Enhancing the Shareholder Value Proposition

In 2010, Newell Rubbermaid delivered core sales growth in all three operating segments. Consumer-driven innovation and strategic brand-building investments led to increases in market share and expanded our reach into new geographies and new categories. Our core mission remains to continue to build shareholder value by leveraging top-line growth to achieve sustainable earnings growth. Realizing these objectives requires an intense focus on cost at every level of the enterprise.

In 2010 we made continued progress in creating a leaner, more profitable and more competitive organization. Three key strategic initiatives, in particular, contributed meaningfully to these efforts and will continue to generate future benefits.

Capital Structure Optimization Plan: This plan created a simpler, more shareholder-friendly capital structure and allowed the Company to take advantage of a historically low interest rate environment.
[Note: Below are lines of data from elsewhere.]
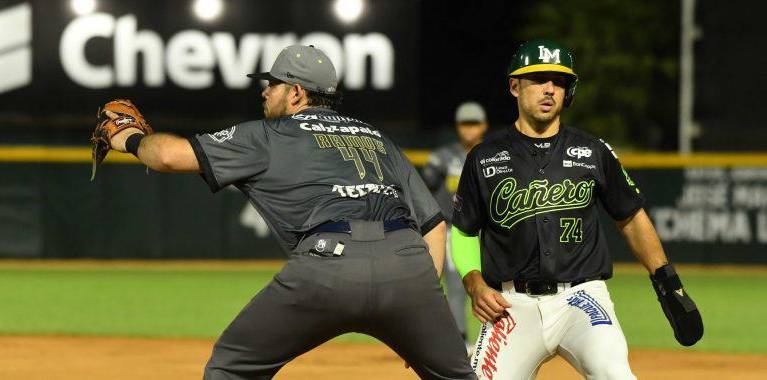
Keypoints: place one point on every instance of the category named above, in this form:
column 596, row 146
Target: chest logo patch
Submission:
column 578, row 151
column 511, row 204
column 223, row 135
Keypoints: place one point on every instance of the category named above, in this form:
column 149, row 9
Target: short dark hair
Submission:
column 319, row 99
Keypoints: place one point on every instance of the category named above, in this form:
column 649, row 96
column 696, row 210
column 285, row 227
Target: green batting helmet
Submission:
column 541, row 55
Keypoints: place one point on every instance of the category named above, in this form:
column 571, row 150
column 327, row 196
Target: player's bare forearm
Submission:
column 643, row 240
column 435, row 239
column 487, row 304
column 163, row 152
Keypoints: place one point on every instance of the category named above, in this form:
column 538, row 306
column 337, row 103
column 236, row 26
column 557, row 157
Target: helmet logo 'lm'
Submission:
column 547, row 55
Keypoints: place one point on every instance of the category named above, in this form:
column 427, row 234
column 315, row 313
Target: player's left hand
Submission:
column 487, row 304
column 679, row 308
column 113, row 118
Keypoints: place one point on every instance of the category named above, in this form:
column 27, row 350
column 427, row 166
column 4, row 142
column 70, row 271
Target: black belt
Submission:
column 543, row 287
column 345, row 228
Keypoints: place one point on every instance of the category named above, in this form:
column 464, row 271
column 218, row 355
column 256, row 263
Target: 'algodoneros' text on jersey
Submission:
column 442, row 172
column 531, row 211
column 302, row 170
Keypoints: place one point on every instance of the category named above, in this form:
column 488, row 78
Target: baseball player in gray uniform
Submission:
column 365, row 236
column 441, row 175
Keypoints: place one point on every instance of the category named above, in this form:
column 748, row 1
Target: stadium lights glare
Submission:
column 83, row 7
column 349, row 11
column 208, row 10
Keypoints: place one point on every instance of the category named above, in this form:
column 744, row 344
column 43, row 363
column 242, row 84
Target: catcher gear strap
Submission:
column 465, row 251
column 541, row 55
column 679, row 308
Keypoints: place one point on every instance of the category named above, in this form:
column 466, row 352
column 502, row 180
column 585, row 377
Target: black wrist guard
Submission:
column 679, row 308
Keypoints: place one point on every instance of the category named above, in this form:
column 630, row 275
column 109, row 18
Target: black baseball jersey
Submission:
column 533, row 203
column 302, row 170
column 442, row 172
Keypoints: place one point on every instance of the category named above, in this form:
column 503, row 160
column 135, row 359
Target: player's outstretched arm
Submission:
column 435, row 239
column 163, row 152
column 677, row 305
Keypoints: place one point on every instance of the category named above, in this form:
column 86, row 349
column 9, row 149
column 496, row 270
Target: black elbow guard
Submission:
column 679, row 308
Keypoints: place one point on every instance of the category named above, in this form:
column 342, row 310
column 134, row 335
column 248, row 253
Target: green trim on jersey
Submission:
column 465, row 251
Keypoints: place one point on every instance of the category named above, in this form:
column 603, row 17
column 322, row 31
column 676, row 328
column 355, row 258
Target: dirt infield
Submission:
column 65, row 358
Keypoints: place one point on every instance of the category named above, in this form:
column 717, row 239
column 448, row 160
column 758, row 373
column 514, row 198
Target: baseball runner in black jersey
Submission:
column 365, row 236
column 529, row 244
column 441, row 175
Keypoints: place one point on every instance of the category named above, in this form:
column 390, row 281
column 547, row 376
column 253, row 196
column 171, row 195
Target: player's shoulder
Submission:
column 493, row 148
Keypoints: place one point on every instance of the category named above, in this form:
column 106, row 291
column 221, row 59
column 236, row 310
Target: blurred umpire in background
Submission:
column 366, row 237
column 441, row 175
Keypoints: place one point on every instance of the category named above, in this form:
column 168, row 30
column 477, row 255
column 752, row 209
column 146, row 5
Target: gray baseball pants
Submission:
column 384, row 285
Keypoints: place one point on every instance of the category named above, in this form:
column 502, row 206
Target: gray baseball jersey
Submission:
column 302, row 170
column 442, row 173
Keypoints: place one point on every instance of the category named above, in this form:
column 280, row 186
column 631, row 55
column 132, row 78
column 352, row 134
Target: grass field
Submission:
column 170, row 300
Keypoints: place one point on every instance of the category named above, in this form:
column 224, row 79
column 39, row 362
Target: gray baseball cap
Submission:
column 470, row 112
column 304, row 65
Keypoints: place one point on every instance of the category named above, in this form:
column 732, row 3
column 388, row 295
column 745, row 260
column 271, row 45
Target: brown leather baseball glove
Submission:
column 113, row 117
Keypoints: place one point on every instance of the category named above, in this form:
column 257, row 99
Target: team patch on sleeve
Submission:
column 591, row 307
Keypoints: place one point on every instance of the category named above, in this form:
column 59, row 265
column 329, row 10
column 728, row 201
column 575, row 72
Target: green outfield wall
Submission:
column 708, row 208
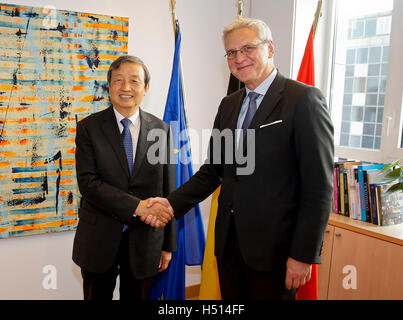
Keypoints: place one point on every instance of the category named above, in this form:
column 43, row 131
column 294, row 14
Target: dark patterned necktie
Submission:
column 128, row 143
column 250, row 113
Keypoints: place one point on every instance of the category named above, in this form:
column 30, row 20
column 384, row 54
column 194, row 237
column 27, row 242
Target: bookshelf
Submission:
column 375, row 252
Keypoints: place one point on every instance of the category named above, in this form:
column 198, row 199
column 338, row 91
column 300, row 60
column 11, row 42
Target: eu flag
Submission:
column 170, row 284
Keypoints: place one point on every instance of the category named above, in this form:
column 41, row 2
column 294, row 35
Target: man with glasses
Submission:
column 270, row 224
column 114, row 176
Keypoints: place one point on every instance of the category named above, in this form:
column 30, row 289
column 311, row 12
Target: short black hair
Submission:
column 129, row 59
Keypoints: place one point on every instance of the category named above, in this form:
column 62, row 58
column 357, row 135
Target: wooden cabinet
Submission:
column 361, row 261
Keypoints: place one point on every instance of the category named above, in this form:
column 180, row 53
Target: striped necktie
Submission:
column 128, row 143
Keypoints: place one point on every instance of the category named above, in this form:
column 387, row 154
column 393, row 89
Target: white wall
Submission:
column 206, row 77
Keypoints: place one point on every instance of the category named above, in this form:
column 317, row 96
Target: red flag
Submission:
column 306, row 74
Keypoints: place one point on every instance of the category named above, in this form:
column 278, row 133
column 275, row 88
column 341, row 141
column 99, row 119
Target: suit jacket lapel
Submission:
column 238, row 100
column 269, row 101
column 112, row 134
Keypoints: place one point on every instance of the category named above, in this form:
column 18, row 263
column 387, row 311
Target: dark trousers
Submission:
column 100, row 286
column 239, row 281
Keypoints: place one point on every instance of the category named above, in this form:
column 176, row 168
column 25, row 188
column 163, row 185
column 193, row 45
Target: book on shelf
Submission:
column 389, row 205
column 352, row 189
column 363, row 189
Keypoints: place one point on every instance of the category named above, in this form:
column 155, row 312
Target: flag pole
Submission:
column 318, row 14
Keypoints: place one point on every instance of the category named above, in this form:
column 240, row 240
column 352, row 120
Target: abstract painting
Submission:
column 53, row 66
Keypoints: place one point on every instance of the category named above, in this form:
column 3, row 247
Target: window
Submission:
column 367, row 79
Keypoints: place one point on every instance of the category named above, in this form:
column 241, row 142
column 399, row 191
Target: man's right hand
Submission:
column 151, row 219
column 160, row 212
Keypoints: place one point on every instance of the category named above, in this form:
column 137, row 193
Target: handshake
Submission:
column 156, row 212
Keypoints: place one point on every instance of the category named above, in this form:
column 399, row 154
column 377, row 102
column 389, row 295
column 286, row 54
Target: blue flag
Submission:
column 170, row 284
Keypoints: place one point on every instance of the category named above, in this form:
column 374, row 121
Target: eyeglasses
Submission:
column 245, row 50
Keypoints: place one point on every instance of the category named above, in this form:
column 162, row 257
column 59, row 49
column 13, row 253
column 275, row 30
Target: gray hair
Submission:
column 261, row 28
column 129, row 59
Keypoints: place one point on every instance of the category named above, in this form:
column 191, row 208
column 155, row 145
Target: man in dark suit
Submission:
column 114, row 175
column 270, row 223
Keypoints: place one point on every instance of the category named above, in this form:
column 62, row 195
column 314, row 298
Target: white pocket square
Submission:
column 271, row 123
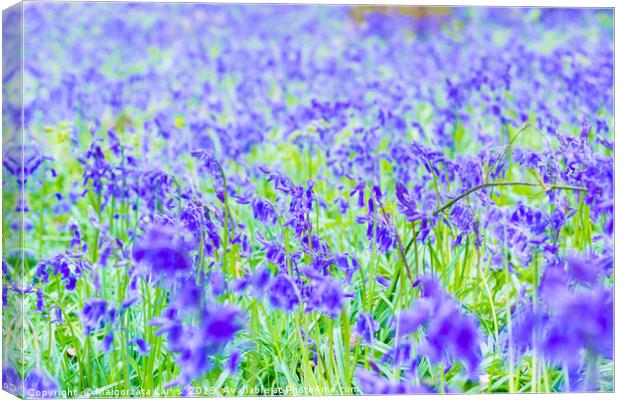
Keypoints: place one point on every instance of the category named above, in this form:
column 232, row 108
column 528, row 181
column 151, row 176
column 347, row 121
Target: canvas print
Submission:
column 305, row 200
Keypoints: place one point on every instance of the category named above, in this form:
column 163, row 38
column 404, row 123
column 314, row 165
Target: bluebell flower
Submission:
column 163, row 252
column 366, row 328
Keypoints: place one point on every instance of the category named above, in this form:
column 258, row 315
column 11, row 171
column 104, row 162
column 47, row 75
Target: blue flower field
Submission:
column 228, row 200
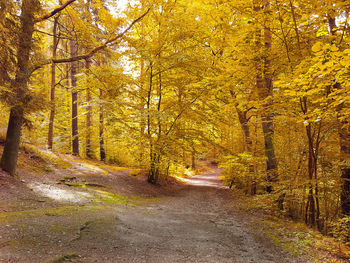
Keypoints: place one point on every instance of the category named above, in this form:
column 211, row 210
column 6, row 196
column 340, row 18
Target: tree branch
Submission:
column 55, row 11
column 93, row 51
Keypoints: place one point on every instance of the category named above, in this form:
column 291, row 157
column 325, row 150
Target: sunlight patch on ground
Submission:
column 58, row 194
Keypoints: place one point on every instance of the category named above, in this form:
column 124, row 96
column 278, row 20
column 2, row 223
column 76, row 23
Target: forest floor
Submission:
column 91, row 212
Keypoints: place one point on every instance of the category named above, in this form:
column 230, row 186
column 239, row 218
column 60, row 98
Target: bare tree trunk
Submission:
column 265, row 90
column 19, row 87
column 151, row 173
column 101, row 131
column 88, row 151
column 75, row 139
column 344, row 136
column 53, row 86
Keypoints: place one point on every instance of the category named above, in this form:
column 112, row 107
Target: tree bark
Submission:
column 75, row 138
column 344, row 139
column 265, row 91
column 53, row 85
column 19, row 87
column 88, row 116
column 101, row 130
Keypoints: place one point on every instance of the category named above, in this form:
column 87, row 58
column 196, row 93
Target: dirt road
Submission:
column 194, row 224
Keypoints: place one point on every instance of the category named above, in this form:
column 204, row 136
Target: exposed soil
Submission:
column 195, row 222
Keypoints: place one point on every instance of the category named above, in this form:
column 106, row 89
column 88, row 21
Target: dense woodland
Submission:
column 259, row 87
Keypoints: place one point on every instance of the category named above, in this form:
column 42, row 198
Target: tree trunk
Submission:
column 53, row 85
column 265, row 91
column 75, row 139
column 88, row 116
column 10, row 154
column 19, row 87
column 101, row 130
column 344, row 134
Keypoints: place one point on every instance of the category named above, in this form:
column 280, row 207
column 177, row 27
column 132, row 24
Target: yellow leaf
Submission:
column 317, row 47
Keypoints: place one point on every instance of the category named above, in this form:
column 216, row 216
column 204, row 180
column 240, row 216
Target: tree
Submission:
column 24, row 69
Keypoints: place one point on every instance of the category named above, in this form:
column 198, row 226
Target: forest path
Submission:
column 194, row 224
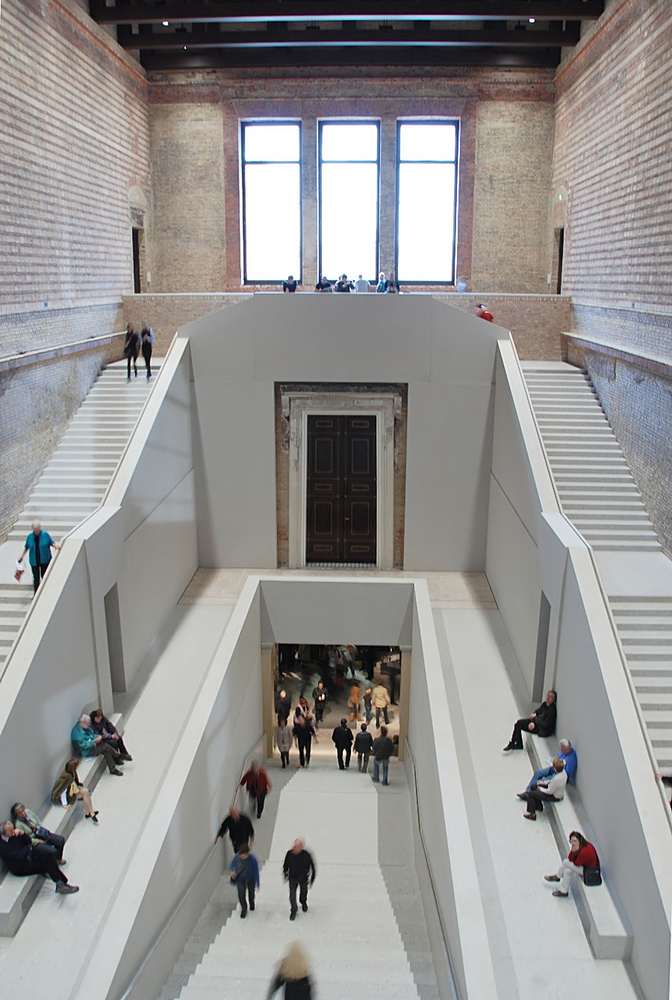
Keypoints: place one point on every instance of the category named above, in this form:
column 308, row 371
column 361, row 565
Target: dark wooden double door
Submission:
column 341, row 489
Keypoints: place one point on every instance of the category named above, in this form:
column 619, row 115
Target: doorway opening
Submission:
column 558, row 255
column 115, row 646
column 137, row 275
column 329, row 683
column 341, row 489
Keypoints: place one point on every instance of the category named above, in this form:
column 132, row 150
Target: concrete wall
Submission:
column 42, row 390
column 506, row 142
column 443, row 813
column 143, row 539
column 74, row 161
column 531, row 547
column 445, row 356
column 205, row 769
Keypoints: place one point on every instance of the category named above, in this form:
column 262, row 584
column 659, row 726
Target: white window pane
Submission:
column 272, row 221
column 349, row 209
column 272, row 142
column 349, row 142
column 426, row 221
column 427, row 142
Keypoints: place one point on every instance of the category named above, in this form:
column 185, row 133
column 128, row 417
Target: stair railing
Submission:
column 605, row 598
column 193, row 881
column 45, row 578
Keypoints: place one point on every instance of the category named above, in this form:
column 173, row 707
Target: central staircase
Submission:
column 350, row 931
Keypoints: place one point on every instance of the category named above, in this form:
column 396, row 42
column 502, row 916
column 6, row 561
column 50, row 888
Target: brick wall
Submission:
column 536, row 321
column 638, row 405
column 74, row 159
column 612, row 171
column 505, row 114
column 187, row 198
column 37, row 400
column 514, row 144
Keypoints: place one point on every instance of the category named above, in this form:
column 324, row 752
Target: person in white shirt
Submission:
column 552, row 790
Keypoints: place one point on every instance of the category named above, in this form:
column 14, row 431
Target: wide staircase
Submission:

The initiative lowered Newell Rubbermaid's interest expense and largely eliminated potential future share dilution associated with our convertible notes.

European Transformation Plan: This targeted initiative is designed to simplify our business and improve profitability in our European operations, with the goal of a 10 percent or higher operating margin in Europe by the end of 2012. We are already reaping the benefits of key productivity projects that helped push our normalized operating margin in the region to 7 percent in 2010*. By centralizing decision making in our new European headquarters in Geneva, Switzerland, and streamlining our business structure, the European Transformation Plan will result in a stronger, more profitable business model. Continued improvements in key areas such as pricing architecture, organizational structure and other profit-enhancing initiatives will drive further increases in operating margin in 2011 and again in 2012. Once fully implemented in 2012, the plan is expected to generate $55–$65 million in annual profitability improvement.

Project Acceleration: Completed in 2010, this global, multi-year restructuring program was designed to consolidate and streamline our manufacturing and supply chain operations to achieve greater efficiency and best cost. Project Acceleration helped enable 700 basis points of gross margin expansion over the past five years and will deliver in excess of $220 million in annualized savings by the end of 2011.

Looking ahead, we will continue to invest behind operating efficiency and best-in-class business processes to drive higher productivity, increased earnings and enhanced shareholder value.